It looks as though the American Bar Association may not require law schools to disclose detailed graduate salary information after all.
The ABA’s Council of the Section of Legal Education and Admission to the Bar on March 17 gave preliminary approval to a new accreditation standard that would require law schools to report additional details about their scholarship retention rates and the jobs that their graduates land.
But the council rejected a recommendation that it require law schools to report school-specific salary data. Transparency advocates said the omission would leave prospective students without important information about their earning prospects.
“This is the council’s latest mistake in a string of mistakes,” said Kyle McEntee, executive director of Law School Transparency, a nonprofit organization that pushes for better law school consumer information. “It’s a pattern of consumer-disoriented information.”
Council chair John O’Brien, dean of the New England School of Law, was traveling on March 19 and unavailable for comment, but said last week that the ABA is working to improve law school consumer information.
“There should be no doubt that the section is fully committed to the clarity and accuracy of law school placement data,” O’Brien said. “Current and prospective law students will now have more timely access to detailed information that will help them make important decisions about their futures.”
The ABA has undertaken a comprehensive review of its law school accreditation standards, and a special standards review committee has spent the past three years developing recommendations. During a two-day meeting Ft. Lauderdale, Fla., the council took up changes to Standard 509, which deals with consumer information; and to Rule 16, which outlines the penalties schools may face for violations.
“This really is the first thing that has come out of the standards review,” said Hulett “Bucky” Askew, the ABA’s consultant on legal education. “The council felt this should happen now, given everything that has been going on.”
Law school consumer information — especially its accuracy — has been the focus of transparency advocates and a number of powerful U.S. senators in recent years.
After about an hour of discussion, the council gave initial approval to the committee’s recommended rewriting of Standard 509 and Rule 16. Schools would be required to publicly disclose on their Web sites their admissions data; tuition rates and fees; enrollment data; faculty size; curricular offerings; library resources and facilities; employment data; and bar passage rates. They would have to disclose the number of graduates who factor into any published salary figure.
The standard itself does not spell out what details the schools must report; rather, they were included on a supplemental chart developed by the standards review committee. Schools would also have to report the number of graduates employed in jobs that require bar passage; jobs in which a juris doctor degree is preferred; professional and nonprofessional jobs; and the numbers of graduates pursuing further education and unemployed.
For each of those categories, schools would have to report whether those graduates were in full-time or part-time jobs, and whether they were long-term or short-term positions. Finally, the committee recommended that schools report the number and percentage of graduates with jobs that are funded by the law schools themselves.
The committee recommended that for each of those job categories, schools report the 25th, 50th, and 75th percentile salaries their graduates earn.
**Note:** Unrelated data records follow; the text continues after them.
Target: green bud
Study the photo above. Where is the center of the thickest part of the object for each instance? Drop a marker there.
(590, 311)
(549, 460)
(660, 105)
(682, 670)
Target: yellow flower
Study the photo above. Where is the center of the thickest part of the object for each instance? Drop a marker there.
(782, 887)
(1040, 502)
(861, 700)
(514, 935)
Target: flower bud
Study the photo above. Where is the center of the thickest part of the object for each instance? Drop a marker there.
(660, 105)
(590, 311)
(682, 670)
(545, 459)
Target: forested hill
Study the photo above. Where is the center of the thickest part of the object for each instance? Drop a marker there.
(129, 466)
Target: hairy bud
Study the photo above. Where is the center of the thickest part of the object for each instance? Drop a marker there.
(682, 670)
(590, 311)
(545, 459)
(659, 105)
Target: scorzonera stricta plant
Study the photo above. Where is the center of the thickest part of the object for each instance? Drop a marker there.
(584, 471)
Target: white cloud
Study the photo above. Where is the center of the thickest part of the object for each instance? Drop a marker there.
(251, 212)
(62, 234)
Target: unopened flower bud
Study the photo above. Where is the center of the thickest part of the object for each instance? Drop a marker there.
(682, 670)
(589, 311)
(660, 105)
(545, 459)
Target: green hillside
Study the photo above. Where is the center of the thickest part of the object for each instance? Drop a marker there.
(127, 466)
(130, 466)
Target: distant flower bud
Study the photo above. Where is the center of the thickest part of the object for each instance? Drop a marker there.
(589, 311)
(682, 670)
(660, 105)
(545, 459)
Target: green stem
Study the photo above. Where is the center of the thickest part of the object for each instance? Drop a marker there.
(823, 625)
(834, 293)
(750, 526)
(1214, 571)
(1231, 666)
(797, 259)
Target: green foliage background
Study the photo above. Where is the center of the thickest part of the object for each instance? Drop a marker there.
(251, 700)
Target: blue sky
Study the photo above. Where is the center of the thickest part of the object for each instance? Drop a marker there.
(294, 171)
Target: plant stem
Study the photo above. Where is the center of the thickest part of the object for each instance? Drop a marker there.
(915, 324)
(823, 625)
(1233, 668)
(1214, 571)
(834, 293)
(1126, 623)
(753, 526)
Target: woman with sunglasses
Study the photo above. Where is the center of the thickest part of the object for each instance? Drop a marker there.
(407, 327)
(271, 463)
Those salary figures would also have to be provided for 15 jobs categories ranging from small and large firms to government, public interest and academia.
Against the advice of the standards committee, the council decided to eliminate all salary fields from the chart — meaning that schools would not have to report that salary data at all.
That outcome was not totally unexpected, said Jeffrey Lewis, a professor at Saint Louis University School of Law and the chairman of the standards review committee.
The inclusion of salary data “was controversial even within the standards review committee,” Lewis said. “The pro argument was that the more information you have, the better. The con argument was that it’s really hard for the schools to gather salary information from graduates, and the response rates tend to be low. That means the information might not be useful or might be misleading.”
By striking the salary data, the council has brought the accreditation requirements in line with changes already made by the ABA’s questionnaire committee — a separate group that designs the questionnaire that all accredited law schools must fill out every year. The questionnaire committee decided last year that instead of school-specific salary data, schools should disclose the three states in which the largest percentage of their graduates found jobs. Prospective students or other interested parties could then look at state-specific salary information.
Without the school-specific salary reporting, there is no way for prospective law students to differentiate between the graduate salaries of lower and higher-ranking law schools in any given state, McEntee said.
“If this decision really has to do with quality of salary information schools provide and not wanting it to be misleading, why not adjust how the information is collected and provided. You could say, ‘Don’t provide a number unless you have at least ten graduates responding.’ Why stick with the status quo?”
The council’s March 17 vote was not the final word on the matter. With preliminary approval secured, the council is soliciting public comments and will hold a public hearing in the future. After the comment period and possible revisions, the council will again vote on the standard. The standard will not be final until the ABA’s House of Delegates votes on the entire package, which will happen no sooner that August.